Lounge lizards, lament.
With the possible exception of sweatpants, nothing connotes "leisure" quite like the word "lounge." Yet in Boston, the outlook for lounges ain't so dandy. This month, the B-Side and the Abbey bowed their heads in defeat, while, earlier this year, the Paradise Lounge changed up its format, eliminating its intimate performance space and becoming yet another place to frantically eat nachos while the game is on.
So, as more and more local lounges close their doors for good, it begs the question: are cash-strapped Bostonians bidding adieu to our slothful sensibilities?
Contemporary cocktail lounges — those that still exist, anyway — are a glutton's paradise, patronized by young and trendy loafers who enjoy nothing more than sitting around, consuming. Reclining. Reposing. A "lounge" can also denote an intimate live-music venue, as is often the case here in Boston, where the very name suggests a cozy soundtrack to the Middle Eastern throw-pillow extravaganza nestled inside Barbara Eden's bottle in I Dream of Jeannie.
And that show, with its master-to-genie relationship, was a metaphor for lounge culture. To "lounge" — that is, to pass time idly — has long been an activity of the powers that be, the worry-free elite tended to by the underclass. Those with money can afford to lie supine, nibbling grapes from the outstretched fingers of bronzed peons, or, in modern times, sipping candy-colored martinis or organic specialty gin, chatting about loincloths and cabana boys and eyeliner and other inanities as the hours boozily meander along.
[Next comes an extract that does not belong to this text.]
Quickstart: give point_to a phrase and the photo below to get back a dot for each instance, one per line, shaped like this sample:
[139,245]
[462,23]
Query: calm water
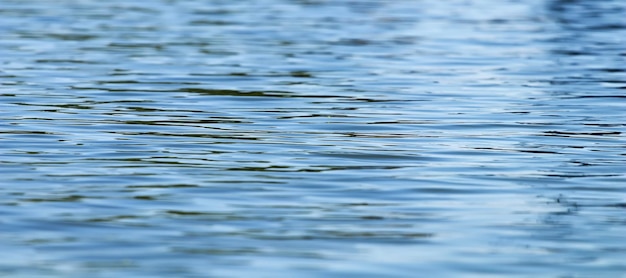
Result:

But with the Dow Jones ricocheting like an economic pinball, frets are rising and fun is plummeting. When you've lost your job, your house, your HMO, and your dignity, it isn't exactly the moment to lounge. No time for pithy blather or whiling away the evening with your feet propped up and your brain sloshing in a sea of expensive hooch. Frivolity is on the outs. Even leisurely nightlife is taking a hit. To put it bluntly, you lounge, you lose.
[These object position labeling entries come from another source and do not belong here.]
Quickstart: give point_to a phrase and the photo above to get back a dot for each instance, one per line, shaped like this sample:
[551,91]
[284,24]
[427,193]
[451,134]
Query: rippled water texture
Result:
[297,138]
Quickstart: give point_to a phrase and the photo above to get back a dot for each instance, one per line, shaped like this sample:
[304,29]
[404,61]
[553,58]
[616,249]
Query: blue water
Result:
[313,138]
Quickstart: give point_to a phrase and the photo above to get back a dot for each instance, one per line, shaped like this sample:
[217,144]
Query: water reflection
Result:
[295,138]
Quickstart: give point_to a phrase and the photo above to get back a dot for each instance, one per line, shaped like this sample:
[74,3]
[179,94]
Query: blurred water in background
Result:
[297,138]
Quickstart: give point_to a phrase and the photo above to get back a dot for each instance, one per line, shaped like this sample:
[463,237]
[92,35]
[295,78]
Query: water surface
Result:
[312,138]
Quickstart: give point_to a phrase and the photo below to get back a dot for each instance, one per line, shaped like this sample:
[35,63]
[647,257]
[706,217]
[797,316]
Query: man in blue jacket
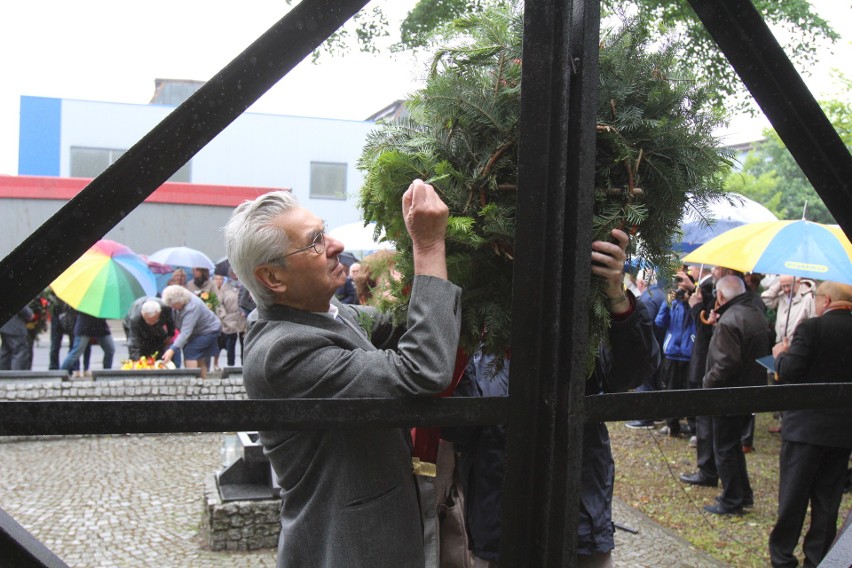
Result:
[676,319]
Thus, as victims of economic stressors, lounges — once our temples of relaxation — seem on their way to extinction. (Or at least to hibernation.) Given the staggering pressure to cut financial corners, and the increased job insecurities that many Americans are experiencing, it seems that anything that even incorporates the word "lounge" is in danger of disappearing.
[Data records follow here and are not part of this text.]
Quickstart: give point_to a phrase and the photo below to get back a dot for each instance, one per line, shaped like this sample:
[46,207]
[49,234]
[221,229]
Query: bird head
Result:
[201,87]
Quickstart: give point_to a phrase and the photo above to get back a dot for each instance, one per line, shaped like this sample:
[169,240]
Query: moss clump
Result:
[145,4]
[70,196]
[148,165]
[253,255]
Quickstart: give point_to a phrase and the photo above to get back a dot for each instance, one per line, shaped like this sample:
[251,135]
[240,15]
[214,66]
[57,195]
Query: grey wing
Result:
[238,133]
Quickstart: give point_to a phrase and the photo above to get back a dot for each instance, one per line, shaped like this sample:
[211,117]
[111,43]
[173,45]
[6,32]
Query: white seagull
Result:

What will this mean for the Middlesex, the Lizard, the Foundation? Lucky's? The West Side? Where will first-class airline passengers drink watery Scotch while powering through layovers? Is even the chaise lounge destined for banishment from the poolsides of the increasingly fiscally conservative? Ettu, lounge singers? What will become of Las Vegas without you if your venues — indeed, your very reasons for being — are yanked out from under you? There are only so many bar mitzvahs at which you can croon to make ends meet. Plus, pretty soon, people won't be able to afford to have babies. Just like that, there will be no more 13 year olds to usher into adulthood. What then, lounge singers? What then?
It's a lounge-ocalypse, now.
This gradual mutation and dissipation of lounge life seems to reflect our periodic need to trim the extracurricular fat. But damn it, lounging is practically our national pastime, and, in a sense, that lifestyle of idling and consumption epitomizes our international identity. Everyone the world over knows that Americans are lazy fatsos who take our excess for granted, and we're darned proud of it. It's our constitutional right to sit around on our bulbous asses and suck down pretentious cocktails made with trendy global ingredients and named after tired pop-culture references. How dare the stupid economy take that away from us?
Alas, who knows what lies in store for us next, once we've said good-bye to the indulgent lethargy of lounging, and hello to a more sensible, pragmatic, good-for-you-type of nightlife. Tofutinis, anyone?